今のレイシアを見れば、苦労を一つもしらずに力を手に入れたように見えるかもしれない。それだけレイシアは自信に溢れていている。それでも昔のレイシアはただの少女でしかなく、苦労してきたのだ。
「加護がなければレイシアは此処にはいなさそうだよな」
「そうね。死んでもおかしくないことは結構あったわ。魔物も人も、私の命を脅かすものが沢山あったもの。そういうのをなんとか死に物狂いで倒していったのよ。子供一人で生きていくにはこの世界はそこまで優しくないのよ」
「この世界にも孤児院とかはあるだろ」
「あるけれど、孤児院にも色々あるのよ。その孤児院の子供たちを売り払ったり、実験道具にしたり、迫害したり――そういうのも多いわよ。親が居ないというのはそれだけで守ってくれる人が居ないという状況だもの」
レイシアの話によると、孤児院というものも色々あるようである。この世界は弱者はすぐに命を落としてしまったり、搾取されてしまったりするものだ。

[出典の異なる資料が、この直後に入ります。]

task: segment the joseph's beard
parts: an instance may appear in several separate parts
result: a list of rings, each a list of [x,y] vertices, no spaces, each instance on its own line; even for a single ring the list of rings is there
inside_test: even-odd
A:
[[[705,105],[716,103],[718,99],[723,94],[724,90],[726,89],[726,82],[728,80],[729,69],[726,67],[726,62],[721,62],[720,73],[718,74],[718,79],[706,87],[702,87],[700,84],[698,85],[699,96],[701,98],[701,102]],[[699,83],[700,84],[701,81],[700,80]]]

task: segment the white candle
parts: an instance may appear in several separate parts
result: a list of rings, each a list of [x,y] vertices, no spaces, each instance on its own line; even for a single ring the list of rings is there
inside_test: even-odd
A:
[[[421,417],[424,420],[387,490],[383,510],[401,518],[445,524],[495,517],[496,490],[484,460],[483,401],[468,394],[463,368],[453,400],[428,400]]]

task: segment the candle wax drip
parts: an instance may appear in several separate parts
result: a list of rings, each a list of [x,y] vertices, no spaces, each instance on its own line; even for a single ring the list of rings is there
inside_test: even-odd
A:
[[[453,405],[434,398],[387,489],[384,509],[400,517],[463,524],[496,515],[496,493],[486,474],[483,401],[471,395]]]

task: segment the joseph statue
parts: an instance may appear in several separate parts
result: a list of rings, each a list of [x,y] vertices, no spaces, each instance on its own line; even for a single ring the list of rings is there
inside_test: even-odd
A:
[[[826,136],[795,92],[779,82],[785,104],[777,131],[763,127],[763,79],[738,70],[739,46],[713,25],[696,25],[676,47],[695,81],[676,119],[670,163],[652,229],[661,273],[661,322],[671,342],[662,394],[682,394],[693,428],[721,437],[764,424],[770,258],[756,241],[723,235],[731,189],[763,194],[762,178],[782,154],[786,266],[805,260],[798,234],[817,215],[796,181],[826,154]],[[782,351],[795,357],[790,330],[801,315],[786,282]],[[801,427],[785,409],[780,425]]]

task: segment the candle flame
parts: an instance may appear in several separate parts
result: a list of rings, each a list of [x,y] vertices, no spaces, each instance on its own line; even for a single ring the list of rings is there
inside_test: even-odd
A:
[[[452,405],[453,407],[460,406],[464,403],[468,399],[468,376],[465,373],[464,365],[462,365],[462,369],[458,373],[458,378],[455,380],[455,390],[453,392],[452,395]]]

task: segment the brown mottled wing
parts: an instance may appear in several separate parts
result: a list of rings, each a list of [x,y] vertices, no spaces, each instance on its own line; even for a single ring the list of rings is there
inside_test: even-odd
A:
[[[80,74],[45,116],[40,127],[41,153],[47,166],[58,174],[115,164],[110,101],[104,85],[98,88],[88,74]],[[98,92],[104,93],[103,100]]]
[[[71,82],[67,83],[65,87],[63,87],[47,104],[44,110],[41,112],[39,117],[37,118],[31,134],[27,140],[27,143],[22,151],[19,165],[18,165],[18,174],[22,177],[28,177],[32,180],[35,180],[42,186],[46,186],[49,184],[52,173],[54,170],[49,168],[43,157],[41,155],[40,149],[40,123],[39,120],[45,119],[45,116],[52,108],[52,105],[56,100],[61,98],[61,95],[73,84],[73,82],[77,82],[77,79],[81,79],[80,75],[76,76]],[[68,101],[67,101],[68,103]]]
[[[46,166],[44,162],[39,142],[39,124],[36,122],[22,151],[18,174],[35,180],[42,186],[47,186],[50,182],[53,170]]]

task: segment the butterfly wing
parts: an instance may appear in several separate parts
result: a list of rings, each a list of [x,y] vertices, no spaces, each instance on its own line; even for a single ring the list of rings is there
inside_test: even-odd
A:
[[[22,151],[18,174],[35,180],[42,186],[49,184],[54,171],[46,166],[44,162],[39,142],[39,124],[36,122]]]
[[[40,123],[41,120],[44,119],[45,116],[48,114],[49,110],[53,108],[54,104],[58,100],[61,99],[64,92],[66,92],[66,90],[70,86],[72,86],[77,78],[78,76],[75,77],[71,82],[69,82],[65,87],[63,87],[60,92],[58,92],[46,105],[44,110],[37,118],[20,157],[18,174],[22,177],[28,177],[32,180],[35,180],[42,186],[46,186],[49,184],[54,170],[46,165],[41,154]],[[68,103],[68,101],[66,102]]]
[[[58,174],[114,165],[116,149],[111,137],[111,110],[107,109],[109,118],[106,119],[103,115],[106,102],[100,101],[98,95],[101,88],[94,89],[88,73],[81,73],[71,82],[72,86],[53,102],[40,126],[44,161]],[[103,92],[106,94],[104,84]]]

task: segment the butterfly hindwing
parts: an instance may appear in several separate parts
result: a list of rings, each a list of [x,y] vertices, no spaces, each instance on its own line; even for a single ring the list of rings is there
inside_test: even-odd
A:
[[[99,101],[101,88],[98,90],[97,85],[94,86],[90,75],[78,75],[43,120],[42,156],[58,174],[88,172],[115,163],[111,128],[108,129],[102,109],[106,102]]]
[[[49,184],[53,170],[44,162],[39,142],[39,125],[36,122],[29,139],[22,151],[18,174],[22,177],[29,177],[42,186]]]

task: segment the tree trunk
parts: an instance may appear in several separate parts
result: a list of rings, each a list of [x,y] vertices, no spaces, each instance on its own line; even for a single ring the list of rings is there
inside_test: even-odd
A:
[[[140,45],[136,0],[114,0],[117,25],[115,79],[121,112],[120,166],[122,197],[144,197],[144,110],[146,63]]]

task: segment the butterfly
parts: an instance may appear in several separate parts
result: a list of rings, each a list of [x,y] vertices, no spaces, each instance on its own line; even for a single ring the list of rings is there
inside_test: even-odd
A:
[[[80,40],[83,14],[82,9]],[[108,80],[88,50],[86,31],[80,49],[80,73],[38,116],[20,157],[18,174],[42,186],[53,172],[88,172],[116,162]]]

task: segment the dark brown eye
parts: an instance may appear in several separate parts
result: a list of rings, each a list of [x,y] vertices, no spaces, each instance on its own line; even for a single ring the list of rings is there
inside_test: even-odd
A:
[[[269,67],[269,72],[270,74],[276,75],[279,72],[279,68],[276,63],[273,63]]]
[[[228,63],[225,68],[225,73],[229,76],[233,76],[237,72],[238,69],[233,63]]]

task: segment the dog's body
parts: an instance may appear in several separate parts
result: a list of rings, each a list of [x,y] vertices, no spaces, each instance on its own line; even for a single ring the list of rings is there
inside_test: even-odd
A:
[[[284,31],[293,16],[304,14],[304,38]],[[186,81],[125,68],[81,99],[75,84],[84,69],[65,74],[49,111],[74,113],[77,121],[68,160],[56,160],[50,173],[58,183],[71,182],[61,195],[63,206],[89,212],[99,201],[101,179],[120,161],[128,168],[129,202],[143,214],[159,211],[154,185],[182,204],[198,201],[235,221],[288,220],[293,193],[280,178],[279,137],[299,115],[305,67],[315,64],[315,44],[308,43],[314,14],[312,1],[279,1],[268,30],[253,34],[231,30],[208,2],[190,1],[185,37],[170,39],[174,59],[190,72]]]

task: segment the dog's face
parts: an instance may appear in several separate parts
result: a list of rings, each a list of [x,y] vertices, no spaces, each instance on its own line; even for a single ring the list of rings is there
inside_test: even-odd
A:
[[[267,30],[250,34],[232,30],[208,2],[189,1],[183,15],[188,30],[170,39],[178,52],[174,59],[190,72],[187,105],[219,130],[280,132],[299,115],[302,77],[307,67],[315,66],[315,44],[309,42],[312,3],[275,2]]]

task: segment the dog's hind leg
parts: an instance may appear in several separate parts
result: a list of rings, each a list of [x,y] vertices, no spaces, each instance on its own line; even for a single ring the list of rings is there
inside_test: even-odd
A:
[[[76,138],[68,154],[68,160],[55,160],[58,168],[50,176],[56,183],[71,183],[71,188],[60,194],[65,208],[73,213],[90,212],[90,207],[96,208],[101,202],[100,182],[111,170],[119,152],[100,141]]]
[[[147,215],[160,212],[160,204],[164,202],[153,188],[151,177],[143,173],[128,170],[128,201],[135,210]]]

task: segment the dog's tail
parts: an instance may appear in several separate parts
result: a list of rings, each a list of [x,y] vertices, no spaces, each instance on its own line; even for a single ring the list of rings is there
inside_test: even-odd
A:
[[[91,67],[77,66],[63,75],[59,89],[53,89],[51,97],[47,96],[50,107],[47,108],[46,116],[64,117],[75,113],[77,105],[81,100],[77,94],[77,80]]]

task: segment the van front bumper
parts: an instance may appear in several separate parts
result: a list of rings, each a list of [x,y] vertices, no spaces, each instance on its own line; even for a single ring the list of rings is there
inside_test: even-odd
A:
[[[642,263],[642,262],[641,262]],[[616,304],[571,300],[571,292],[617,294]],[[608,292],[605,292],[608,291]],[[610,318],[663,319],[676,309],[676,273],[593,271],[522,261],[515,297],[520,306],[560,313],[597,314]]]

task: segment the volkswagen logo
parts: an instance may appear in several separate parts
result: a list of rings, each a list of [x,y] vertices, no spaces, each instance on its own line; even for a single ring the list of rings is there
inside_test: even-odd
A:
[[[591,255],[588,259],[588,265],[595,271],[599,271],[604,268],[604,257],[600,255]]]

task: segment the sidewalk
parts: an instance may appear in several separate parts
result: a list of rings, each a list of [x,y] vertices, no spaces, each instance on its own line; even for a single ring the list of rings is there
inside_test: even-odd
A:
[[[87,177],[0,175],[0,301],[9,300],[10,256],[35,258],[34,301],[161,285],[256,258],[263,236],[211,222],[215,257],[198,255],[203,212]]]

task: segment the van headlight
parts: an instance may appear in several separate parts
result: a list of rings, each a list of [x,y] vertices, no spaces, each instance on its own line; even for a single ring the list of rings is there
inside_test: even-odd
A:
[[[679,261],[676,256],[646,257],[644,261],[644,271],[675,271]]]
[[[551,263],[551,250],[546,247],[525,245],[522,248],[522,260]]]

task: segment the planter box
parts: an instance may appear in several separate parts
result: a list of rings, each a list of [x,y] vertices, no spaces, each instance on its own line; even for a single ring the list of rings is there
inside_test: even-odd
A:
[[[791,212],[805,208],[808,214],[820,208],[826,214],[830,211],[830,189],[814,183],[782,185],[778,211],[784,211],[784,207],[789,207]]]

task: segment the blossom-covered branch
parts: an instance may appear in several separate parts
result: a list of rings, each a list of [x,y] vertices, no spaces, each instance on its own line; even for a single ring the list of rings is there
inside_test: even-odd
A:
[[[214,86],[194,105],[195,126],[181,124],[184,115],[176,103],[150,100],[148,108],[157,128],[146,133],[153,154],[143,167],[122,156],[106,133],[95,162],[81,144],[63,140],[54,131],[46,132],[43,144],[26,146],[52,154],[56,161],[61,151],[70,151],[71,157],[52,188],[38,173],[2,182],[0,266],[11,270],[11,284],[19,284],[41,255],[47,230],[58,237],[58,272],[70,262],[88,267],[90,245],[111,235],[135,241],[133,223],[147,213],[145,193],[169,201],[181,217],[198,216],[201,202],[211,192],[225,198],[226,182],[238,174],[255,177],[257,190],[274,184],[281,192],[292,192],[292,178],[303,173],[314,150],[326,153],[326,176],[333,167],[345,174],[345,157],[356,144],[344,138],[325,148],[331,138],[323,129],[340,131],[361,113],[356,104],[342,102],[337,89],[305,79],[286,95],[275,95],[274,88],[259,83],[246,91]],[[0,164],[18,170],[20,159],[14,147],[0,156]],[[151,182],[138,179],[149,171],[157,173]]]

霧夜だって、この世界に召喚されて、弱かったから人として死んだ。
『魔剣』になってからも、霧夜は様々な人たちを見てきた。孤児院とはかかわりはなかったが、中々大変なようだ。
「生きていくために戦ってお金を集めて生活したわ。ただ子供だとなめられて宿に泊まるのも一苦労したわね。人も魔物も襲ってくるから困るものだわ」
「男が襲ってきたって、性的な意味でか?」
「そうね。子供相手にそういう風な感情を抱くなんて中々変態的だわ」
「……この世界、ロリコン多そうだよな」
「ロリコンって何よ?」
「幼い少女が好きな大人」
「結構多いわね」
霧夜の言葉に、レイシアは笑いながら告げる。
大の男に少女が襲い掛かられるのは恐ろしいことだろう。そういう目に遭い続けても、心が折れることがなく、自分の目標を叶えるためだけにレイシアは此処まで猪突猛進し続けた。
「童貞だった霧夜はそういう経験はなさそうよね。珍しい黒髪と黒目だから欲しがる女性は多そうだけど」
「……俺は物じゃない」
「分かっているわよ。ただ珍しいから、アキが人の姿でうろうろしたら奴隷にしようとする人とか多そうだわ。あんまり一人で人の姿で街をうろうろしない方がいいわね」
「俺は子供か何かかよ。別にそういうのが来てもどうにかする」
レイシアの言葉に霧夜は何とも言えない表情でそんなことを言う。
霧夜の黒髪黒目は、この世界ではとても珍しい。
この世界ではほとんどいない色であり、若い男である。珍しいので、霧夜を欲しがる存在は多いかもしれないのだ。
霧夜はこれまでほとんど『魔剣』としての姿でだけ生きていた。レイシアに使われるようになってから、人の姿になることも増えてきた。
今はまだこの場所は周りに知られていないけれど、そもそも自我を持つ特別な『魔剣』というだけで霧夜を欲しがる存在は多いだろう。ただ今まで霧夜を手にした者たちが、狂ってしまい、手にすることは出来なかったが。
そう考えると、レイシアは唯一正式に《災厄の魔剣》を所有している存在であると言えるだろう。
「アキは珍しい『魔剣』だものね。この国が正式に広まったら色々煩いのが多くなりそうだわ」
「レイシアもラインガルの姫だったんだから、そのあたりが広まったら色々よってきそうだよな」
「それはそうね。ラインガルはそれだけ大きな国だったし、その加護を求める連中も多いもの」
この場所が国として正式に広まればおそらくそれはもう騒ぎになるだろう。
「そういう連中が寄ってくると面倒そうだ」
「全部蹴散らしてしまえばいいだけよ」
霧夜の言葉に、レイシアはそう言い切った。